Importance of normal distribution

The normal distribution is one of the most important probability distributions for independent random variables for three main reasons.

First, normal distribution describes the distribution of values for many natural phenomena in a wide range of areas, including biology, physical science, mathematics, finance and economics. It can also represent these random variables accurately.

In addition to height and weight, normal distributions are also used to represent many other values, including the following:

  • measurement error
  • blood pressure
  • IQ scores
  • asset prices
  • price action

Second, the normal distribution is important because it can be used to approximate other types of probability distribution, such as binomial, hypergeometric, inverse (or negative) hypergeometric, negative binomial and Poisson distribution.

Third, normal distribution is the key idea behind the central limit theorem, or CLT, which states that averages calculated from independent, identically distributed random variables have approximately normal distributions. This is true regardless of the type of distribution from which the variables are sampled, as long as it has finite variance.

Normal distribution formula and empirical rule

The formula for the normal distribution is expressed below.

normal distribution formula
The formula for the normal distribution.

Here, x is value of the variable; f(x) represents the probability density function; μ (mu) is the mean; and σ (sigma) is the standard deviation.

The empirical rule for normal distributions describes where most of the data in a normal distribution will appear, and it states the following:

  • 68.2% of the observations will appear within +/-1 standard deviation of the mean;
  • 95.4% of the observations will fall within +/-2 standard deviations; and
  • 99.7% of the observations will fall within +/-3 standard deviations.

All data points falling outside of three standard deviations (3σ) indicate rare occurrences.

Parameters of normal distribution

Since the mean, mode and median are the same in a normal distribution, there's no need to calculate them separately. These values represent the distribution's highest point, or the peak. All other values in the distribution then fall symmetrically around the mean. The width of the mean is defined by the standard deviation.

In fact, only two parameters are required to describe a normal distribution: the mean and the standard deviation.

1. The mean

The mean is the central highest value of the bell curve. All other values in the distribution either cluster around it or are at some distance away from it. Changing the mean on a graph will shift the entire curve along the x-axis, either toward the left or toward the right. However, its symmetricity will still be maintained.

2. The standard deviation

In general, standard deviation is a measure of variability in a distribution. In a bell curve, it defines the width of the distribution and shows how far away from the mean the other values fall. In addition, it represents the typical distance between the average and the observations.

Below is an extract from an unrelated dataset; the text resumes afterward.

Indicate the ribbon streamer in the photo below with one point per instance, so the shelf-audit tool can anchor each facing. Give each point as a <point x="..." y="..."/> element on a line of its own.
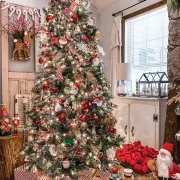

Changing the standard deviation will change the distribution of values around the mean. A smaller deviation will reduce the spread -- tightening the distribution -- while a larger deviation will increase the spread and produce a wider distribution. As the distribution gets wider, it becomes more likely that values will be farther away from the mean.

Skewness and kurtosis in a normal distribution

Skewness represents a distribution's degree of symmetry. Since the normal distribution is perfectly symmetric, it has a skewness of zero. In other distributions with a skewness less than or greater than zero, the left tail (left skewness) or the right tail (right skewness) will be longer, respectively.

Kurtosis measures the thickness of each tail end of a distribution vis-à-vis the tails of a normal distribution. For a normal distribution, kurtosis is always equal to 3. In a distribution with kurtosis greater than 3, the tail data will exceed the tails of the normal distribution, resulting in a phenomenon called fat tails. In financial markets, fat tails describe tail risk -- the chance of a loss due to some rare event. Distributions with kurtosis less than 3 show tails that are skinnier than the tails of a normal distribution.